Finn
Citation:
- À Taliesyn de Montfort,
Prince de la seconde note de la gamme d'ut et Cerbère.
Bon, j'espère avoir correctement orthographié votre prénom. De toute façon, chaque fois que je veux placer le I ou le Y, c'est toujours le contraire. Pour le reste, ma foy, pardonnez la charade mais j'ai dû faire avec mes moyens mnémotechniques (et j'arrive à l'épeler celui-ci, c'est dire si le breton me résiste). Plus sérieusement, à force de pas savoir vous nommer, on va finir par vous appeler l'Innommable. Ou l'Imprénommable plutôt, mais ça a moins de gueule.
Bref, mon Prince, on a pas suffisamment l'occasion de se voir. C'est pitié, je m'étais bien plu à dézinguer la faune française avec votre arbalète. Afin d'y remédier, auriez-vous l'obligeance de me réserver l'une de vos trois têtes bien pleines pour un tête-à-tête avec la mienne ? Que diriez-vous de vider quelques canons en ma compagnie ?

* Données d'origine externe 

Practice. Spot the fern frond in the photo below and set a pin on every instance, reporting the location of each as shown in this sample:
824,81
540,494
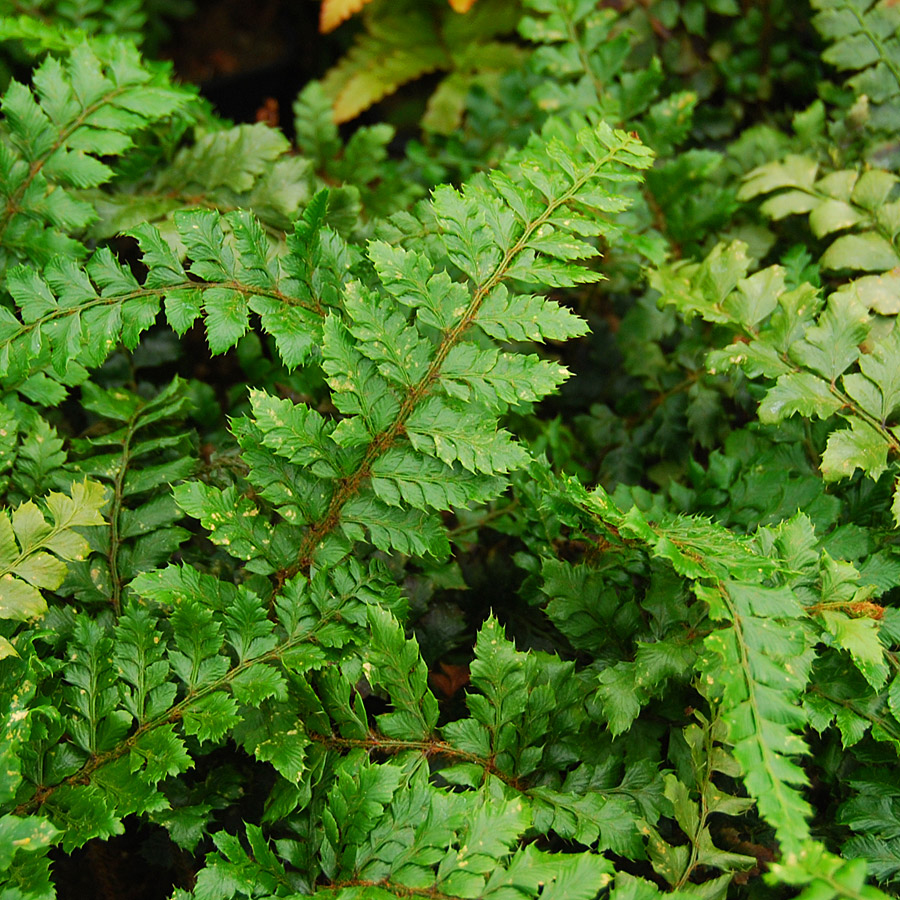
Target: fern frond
846,200
141,531
756,667
71,317
399,387
864,40
56,135
33,551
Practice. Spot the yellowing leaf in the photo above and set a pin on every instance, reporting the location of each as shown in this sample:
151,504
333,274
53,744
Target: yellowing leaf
333,12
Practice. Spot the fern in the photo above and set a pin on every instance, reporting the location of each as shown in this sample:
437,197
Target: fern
336,613
401,44
82,109
32,551
863,40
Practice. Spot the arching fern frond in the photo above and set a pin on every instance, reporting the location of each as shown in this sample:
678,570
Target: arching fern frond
56,135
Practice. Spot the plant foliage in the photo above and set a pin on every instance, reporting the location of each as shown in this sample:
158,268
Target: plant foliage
319,569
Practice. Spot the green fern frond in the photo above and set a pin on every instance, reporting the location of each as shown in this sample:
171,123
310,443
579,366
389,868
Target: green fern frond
33,552
57,134
863,36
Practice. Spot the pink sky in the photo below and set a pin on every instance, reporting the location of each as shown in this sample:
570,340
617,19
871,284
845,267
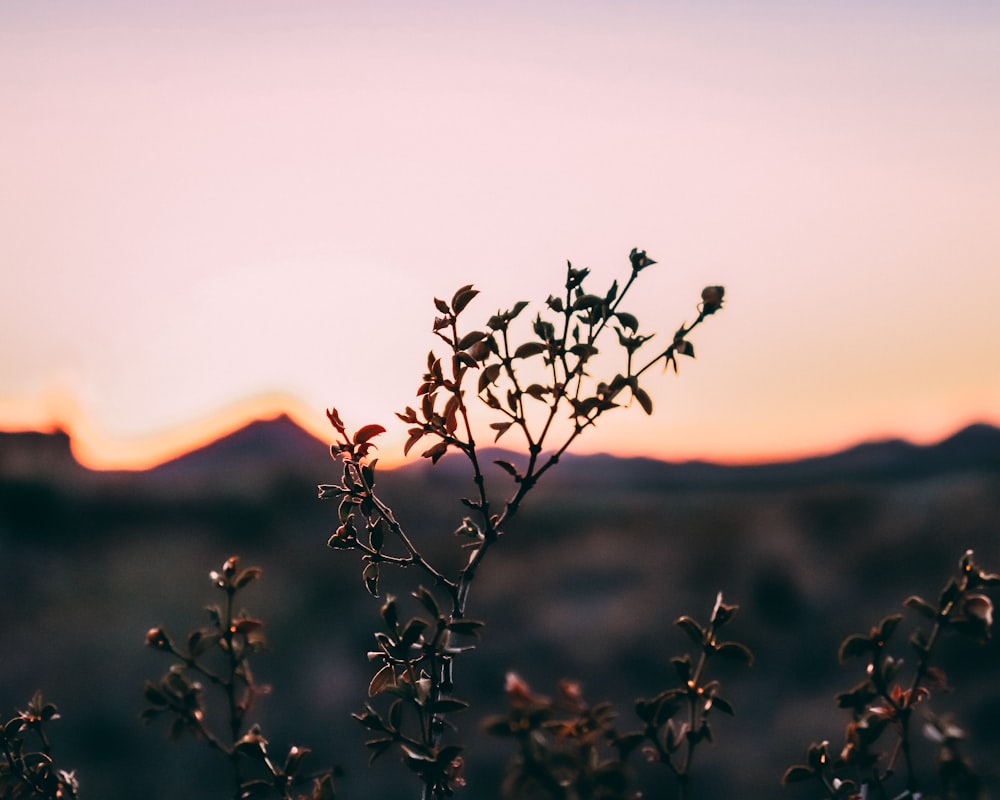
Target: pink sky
210,211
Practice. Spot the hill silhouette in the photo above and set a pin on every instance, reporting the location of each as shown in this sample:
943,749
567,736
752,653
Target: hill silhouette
585,584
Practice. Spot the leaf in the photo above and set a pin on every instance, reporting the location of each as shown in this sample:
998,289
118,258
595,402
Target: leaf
416,434
722,705
519,306
694,631
370,577
509,468
586,301
921,606
378,747
413,631
854,646
462,298
628,320
367,432
529,349
470,339
428,601
248,575
500,428
736,650
436,452
643,399
382,680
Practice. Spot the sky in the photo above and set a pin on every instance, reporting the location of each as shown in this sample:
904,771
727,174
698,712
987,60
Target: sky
216,211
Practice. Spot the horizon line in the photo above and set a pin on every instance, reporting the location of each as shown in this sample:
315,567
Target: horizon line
95,451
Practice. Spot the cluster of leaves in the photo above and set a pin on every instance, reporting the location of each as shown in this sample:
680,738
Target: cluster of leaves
540,386
569,749
28,770
886,705
219,653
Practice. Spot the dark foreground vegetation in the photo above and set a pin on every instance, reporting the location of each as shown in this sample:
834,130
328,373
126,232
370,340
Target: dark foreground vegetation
605,557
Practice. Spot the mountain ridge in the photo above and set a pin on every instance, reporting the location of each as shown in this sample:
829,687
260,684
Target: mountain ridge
279,445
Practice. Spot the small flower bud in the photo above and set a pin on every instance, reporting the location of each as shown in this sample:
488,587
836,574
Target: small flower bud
157,639
711,299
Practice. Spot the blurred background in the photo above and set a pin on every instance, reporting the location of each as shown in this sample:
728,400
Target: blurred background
585,584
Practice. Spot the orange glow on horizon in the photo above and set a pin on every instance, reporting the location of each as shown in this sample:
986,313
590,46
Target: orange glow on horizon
96,451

Je propose de faire cela sur vos terres, ainsi vous n'aurez même pas à bouger : je viens z'à vous.
Au galop,
-
Finn Ó Mórdha,
Chevalier de Kiberen.
Sur ces belles paroles qui le devancent d'à peine quelques heures, le vieil Irlandais se met en branle. Fiché sur sa selle, dictant ses dernières volontés à l'ami d'enfance, le bien nommé Mog, il traverse les forêts de Retz sur son fier Napolitain.
- « Si je ne reviens pas, tu enverras mon cur à Dunamase pour qu'il repose auprès de mes ancêtres... »
- « Mais tu les as jamais connus. »
- « Et alors ? C'étaient sûrement de très chics types ! »
- « L'argent ? »
- « Prends juste de quoi t'offrir une putain pour sécher tes larmes et donne tout le reste à la Prinsez, tout. »
- « Les propriétés ? »
- « La Prinsez. »
- « Les chevaux ? »
- « Prinsez. »
- « Armes ? »
- « Prinsez. »
- « Et la Prinsez ?... »
La verte réprimande claque sur le crâne du gras du bide trottant plus bas.
- « Allez vas, maintenant, vas... », conclut l'Irlandais en congédiant l'homme de main alors que Rézé s'élève un peu plus loin.
Car le danger est palpable et qu'il faut être un peu fêlé pour se pointer devant le Cerbère avec une telle demande sur la langue, le Chevalier caracole, n'écoutant que sa soif. Pas franchement convaincu par les conseils de la blonde Altesse, plus mué par la sensation de sentir nu comme un ver sans, l'épée borde son flanc. L'armure fait cependant défaut depuis que la paix règne dans son quotidien.
- « Annoncez Finn Ó Mórdha. Ah et faites venir un clerc, je vous prie. »
Sa caisse de vin sous le bras, le Gaélique se laisse guider de galopins d'écurie en laquais d'intérieur sans toutefois confier son sort au par-terre Montfort, levant les bottes bien haut à chaque pas. La frangine lui a déjà fait le coup du piège à loup, c'est bon, ça va quoi.